Sen. Barbara Boxer, a California Democrat who heads the Environment and Public Works Committee, told Johnson at a hearing she found the delay incomprehensible.

"I fail to understand why it should take the agency until December, a total of two years, to decide this waiver request. In 30 years, EPA has granted over 50 waiver requests and has never denied one. ... Deciding this issue should not take so long," Boxer said.

Sen. Frank Lautenberg, a New Jersey Democrat, accused Johnson of "foot-dragging," and added, "The environment cannot wait any longer."

California, the most populous U.S. state, has passed a law requiring that cars and light trucks cut climate-warming greenhouse gas emissions, primarily carbon dioxide, by 18 percent by 2020.
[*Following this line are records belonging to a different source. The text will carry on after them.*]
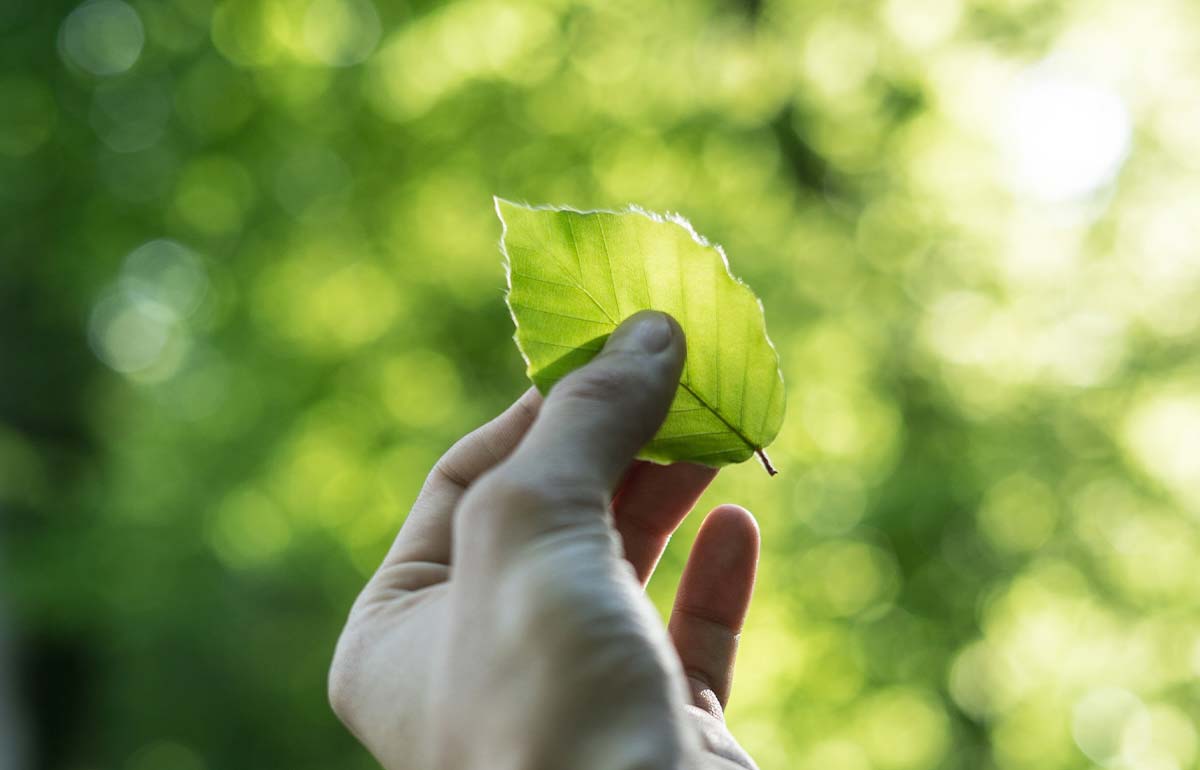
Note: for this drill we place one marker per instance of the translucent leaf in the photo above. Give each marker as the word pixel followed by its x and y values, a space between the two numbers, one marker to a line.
pixel 574 276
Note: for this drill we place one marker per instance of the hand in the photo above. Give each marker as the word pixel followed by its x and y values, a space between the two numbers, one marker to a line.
pixel 507 627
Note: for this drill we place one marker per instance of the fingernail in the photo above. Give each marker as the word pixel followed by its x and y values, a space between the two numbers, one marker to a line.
pixel 647 331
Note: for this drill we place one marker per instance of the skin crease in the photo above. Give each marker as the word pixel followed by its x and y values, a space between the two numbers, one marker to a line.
pixel 508 627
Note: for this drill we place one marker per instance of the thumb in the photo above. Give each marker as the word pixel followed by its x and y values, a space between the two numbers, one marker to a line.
pixel 585 437
pixel 597 417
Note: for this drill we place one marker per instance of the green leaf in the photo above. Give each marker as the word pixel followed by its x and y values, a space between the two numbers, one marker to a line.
pixel 575 275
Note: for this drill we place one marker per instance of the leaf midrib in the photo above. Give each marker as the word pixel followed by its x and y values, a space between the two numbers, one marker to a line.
pixel 720 416
pixel 683 384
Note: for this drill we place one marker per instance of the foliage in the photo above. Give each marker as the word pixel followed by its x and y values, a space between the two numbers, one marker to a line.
pixel 575 276
pixel 250 290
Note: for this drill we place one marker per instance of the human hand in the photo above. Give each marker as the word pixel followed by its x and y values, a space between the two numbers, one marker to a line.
pixel 507 627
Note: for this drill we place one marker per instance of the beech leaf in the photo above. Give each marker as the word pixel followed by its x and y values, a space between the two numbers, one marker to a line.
pixel 574 276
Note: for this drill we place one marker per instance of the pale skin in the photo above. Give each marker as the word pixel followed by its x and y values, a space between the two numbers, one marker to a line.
pixel 508 629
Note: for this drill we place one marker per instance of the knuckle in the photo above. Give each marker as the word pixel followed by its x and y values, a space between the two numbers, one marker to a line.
pixel 342 686
pixel 511 503
pixel 600 384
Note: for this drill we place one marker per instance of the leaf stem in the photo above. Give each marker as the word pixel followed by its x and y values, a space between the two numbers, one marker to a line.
pixel 766 462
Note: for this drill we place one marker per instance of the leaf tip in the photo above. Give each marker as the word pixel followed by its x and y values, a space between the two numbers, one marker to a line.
pixel 766 462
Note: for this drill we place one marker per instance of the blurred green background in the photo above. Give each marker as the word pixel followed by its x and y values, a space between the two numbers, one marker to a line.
pixel 250 289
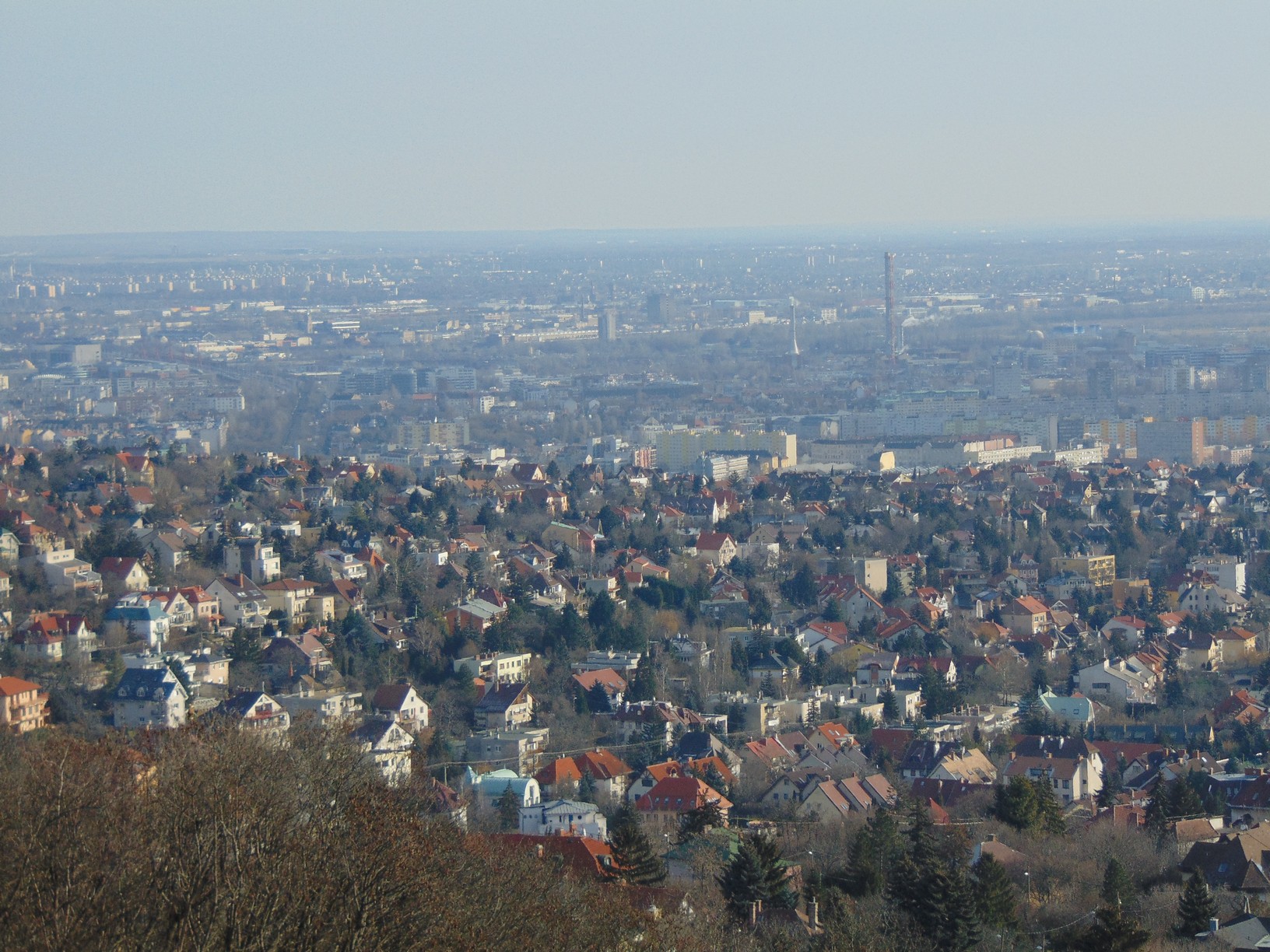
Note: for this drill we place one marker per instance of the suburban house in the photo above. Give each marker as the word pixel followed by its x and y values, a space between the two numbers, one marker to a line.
pixel 342 565
pixel 609 681
pixel 253 558
pixel 1072 765
pixel 297 654
pixel 504 706
pixel 295 600
pixel 125 574
pixel 1236 645
pixel 558 817
pixel 388 747
pixel 719 548
pixel 257 712
pixel 489 787
pixel 1117 682
pixel 474 614
pixel 1026 616
pixel 138 618
pixel 23 706
pixel 150 697
pixel 66 574
pixel 835 800
pixel 663 805
pixel 400 702
pixel 240 600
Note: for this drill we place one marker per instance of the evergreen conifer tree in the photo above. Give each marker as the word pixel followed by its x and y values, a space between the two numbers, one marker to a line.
pixel 1016 803
pixel 875 856
pixel 1114 932
pixel 743 880
pixel 1113 785
pixel 889 706
pixel 508 810
pixel 1185 801
pixel 775 873
pixel 1117 884
pixel 634 859
pixel 995 893
pixel 946 912
pixel 695 821
pixel 1195 907
pixel 587 787
pixel 1049 811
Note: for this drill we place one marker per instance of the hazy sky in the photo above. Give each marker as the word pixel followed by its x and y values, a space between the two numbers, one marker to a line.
pixel 466 116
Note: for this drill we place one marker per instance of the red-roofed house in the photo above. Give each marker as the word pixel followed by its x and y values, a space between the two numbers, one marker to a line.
pixel 719 548
pixel 400 702
pixel 23 706
pixel 125 572
pixel 663 805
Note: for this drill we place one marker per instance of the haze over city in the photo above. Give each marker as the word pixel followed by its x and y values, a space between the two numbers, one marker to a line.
pixel 558 476
pixel 437 117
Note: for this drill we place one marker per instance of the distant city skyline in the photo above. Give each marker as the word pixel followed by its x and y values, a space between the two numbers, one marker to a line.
pixel 500 117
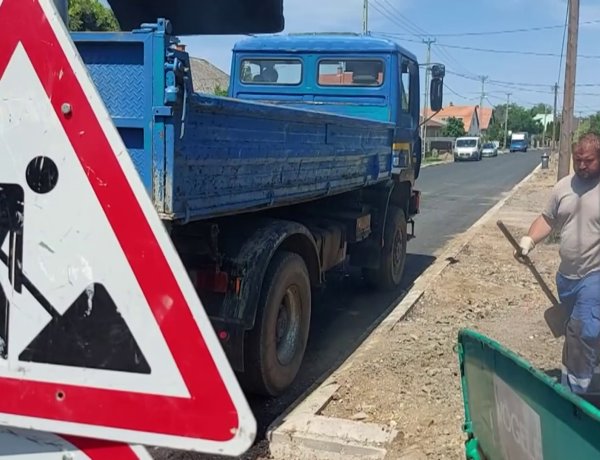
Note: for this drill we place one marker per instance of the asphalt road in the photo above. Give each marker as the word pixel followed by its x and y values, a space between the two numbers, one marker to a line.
pixel 454 196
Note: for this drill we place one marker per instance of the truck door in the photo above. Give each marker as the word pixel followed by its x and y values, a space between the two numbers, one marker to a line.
pixel 408 113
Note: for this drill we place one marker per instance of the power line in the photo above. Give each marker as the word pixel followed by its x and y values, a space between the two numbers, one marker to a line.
pixel 455 93
pixel 522 86
pixel 508 31
pixel 394 15
pixel 498 51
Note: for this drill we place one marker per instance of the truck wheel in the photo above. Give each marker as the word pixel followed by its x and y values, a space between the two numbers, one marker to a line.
pixel 393 258
pixel 276 345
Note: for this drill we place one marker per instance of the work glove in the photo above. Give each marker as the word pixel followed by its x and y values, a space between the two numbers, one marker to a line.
pixel 526 245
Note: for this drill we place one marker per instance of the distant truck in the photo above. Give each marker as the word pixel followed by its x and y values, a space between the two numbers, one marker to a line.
pixel 519 142
pixel 310 162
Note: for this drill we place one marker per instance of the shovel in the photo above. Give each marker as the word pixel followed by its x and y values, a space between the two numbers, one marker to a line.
pixel 556 316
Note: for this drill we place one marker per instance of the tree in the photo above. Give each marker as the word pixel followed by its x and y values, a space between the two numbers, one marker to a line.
pixel 588 125
pixel 454 128
pixel 91 15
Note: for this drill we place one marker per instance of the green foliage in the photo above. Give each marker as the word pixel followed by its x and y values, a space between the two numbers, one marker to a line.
pixel 454 128
pixel 520 119
pixel 91 15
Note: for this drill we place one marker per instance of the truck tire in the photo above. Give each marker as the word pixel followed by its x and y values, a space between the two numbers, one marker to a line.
pixel 393 258
pixel 275 346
In December 2005, California asked EPA for permission -- known as a waiver -- to implement these state air quality requirements that are stricter than the national standard. If the waiver is granted, 12 other states that have passed similar requirements would be free to put those into practice, too.

In April, the U.S. Supreme Court ruled that the EPA has the power to regulate greenhouse gas emissions that spur global warming, ordering the agency to reconsider its refusal to regulate carbon dioxide and other emissions from new cars and trucks that contribute to climate change.
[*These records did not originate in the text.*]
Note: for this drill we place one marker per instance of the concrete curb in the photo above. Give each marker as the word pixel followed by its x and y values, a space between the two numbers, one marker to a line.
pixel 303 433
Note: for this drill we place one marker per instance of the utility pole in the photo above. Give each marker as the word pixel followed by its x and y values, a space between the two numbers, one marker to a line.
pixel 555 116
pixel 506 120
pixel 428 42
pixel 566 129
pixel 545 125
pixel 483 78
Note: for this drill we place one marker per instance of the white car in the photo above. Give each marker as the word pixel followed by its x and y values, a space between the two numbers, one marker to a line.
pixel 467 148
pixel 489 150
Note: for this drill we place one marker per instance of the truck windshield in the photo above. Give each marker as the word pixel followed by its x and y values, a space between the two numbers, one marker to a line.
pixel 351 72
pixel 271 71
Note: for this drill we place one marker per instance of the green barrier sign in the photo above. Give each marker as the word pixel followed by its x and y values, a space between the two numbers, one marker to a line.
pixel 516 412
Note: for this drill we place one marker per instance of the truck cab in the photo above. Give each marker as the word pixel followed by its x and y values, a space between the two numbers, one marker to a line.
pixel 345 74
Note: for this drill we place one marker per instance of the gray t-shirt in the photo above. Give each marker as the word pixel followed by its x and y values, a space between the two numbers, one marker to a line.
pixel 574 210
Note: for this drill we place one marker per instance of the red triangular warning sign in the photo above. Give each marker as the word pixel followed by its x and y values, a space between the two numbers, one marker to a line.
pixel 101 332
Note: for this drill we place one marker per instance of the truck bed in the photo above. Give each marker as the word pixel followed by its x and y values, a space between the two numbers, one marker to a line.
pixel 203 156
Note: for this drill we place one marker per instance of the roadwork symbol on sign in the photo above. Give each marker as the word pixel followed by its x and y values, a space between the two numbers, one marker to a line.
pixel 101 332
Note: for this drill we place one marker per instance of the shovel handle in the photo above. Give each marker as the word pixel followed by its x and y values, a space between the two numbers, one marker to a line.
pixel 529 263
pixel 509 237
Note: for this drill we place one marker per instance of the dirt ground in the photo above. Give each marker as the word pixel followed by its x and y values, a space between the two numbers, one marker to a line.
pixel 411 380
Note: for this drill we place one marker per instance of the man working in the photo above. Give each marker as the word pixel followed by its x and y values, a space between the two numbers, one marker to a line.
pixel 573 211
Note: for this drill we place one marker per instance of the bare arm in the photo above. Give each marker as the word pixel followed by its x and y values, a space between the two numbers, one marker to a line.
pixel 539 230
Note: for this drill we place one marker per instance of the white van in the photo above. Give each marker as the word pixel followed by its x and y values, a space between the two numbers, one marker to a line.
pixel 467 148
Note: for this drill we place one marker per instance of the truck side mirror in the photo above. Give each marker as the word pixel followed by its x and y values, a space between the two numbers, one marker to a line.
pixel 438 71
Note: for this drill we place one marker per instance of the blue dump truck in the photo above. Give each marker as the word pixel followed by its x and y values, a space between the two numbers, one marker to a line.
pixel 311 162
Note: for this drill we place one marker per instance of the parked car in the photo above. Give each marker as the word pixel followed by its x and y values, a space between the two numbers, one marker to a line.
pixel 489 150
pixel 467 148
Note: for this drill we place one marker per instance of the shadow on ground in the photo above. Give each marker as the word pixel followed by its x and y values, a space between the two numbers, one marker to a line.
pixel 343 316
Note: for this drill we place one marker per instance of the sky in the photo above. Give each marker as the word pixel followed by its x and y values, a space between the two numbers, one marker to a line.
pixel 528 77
Since then, the environmental agency has called for public comment on the California matter, and is conducting a "rigorous analysis" of the more than 60,000 comments it received, Johnson said.

Boxer noted that some 54,000 of these comments were brief letters urging EPA to grant the waiver. Johnson countered that there were also hundreds of pages of technical data that had been submitted and that must be analyzed.

Boxer, a longtime environmentalist, has introduced legislation to require the agency to make a decision by September 30.

She also said at the hearing she was troubled by documents that indicate staff at the U.S. Transportation Department "lobbied members of Congress and governors" to oppose the waiver. A Transportation Department spokesman confirmed these contacts had been made and said they were not unique.

To Boxer, these moves were "unprecedented, unprincipled use of taxpayer dollars to tilt the scales of another agency’s decision-making process, even before public comments were considered."

Besides California, the 12 other states that have approved the higher greenhouse gas emission standards are: Connecticut, Florida, Maine, Maryland, Massachusetts, New Jersey, New York, Oregon, Pennsylvania, Rhode Island, Vermont and Washington.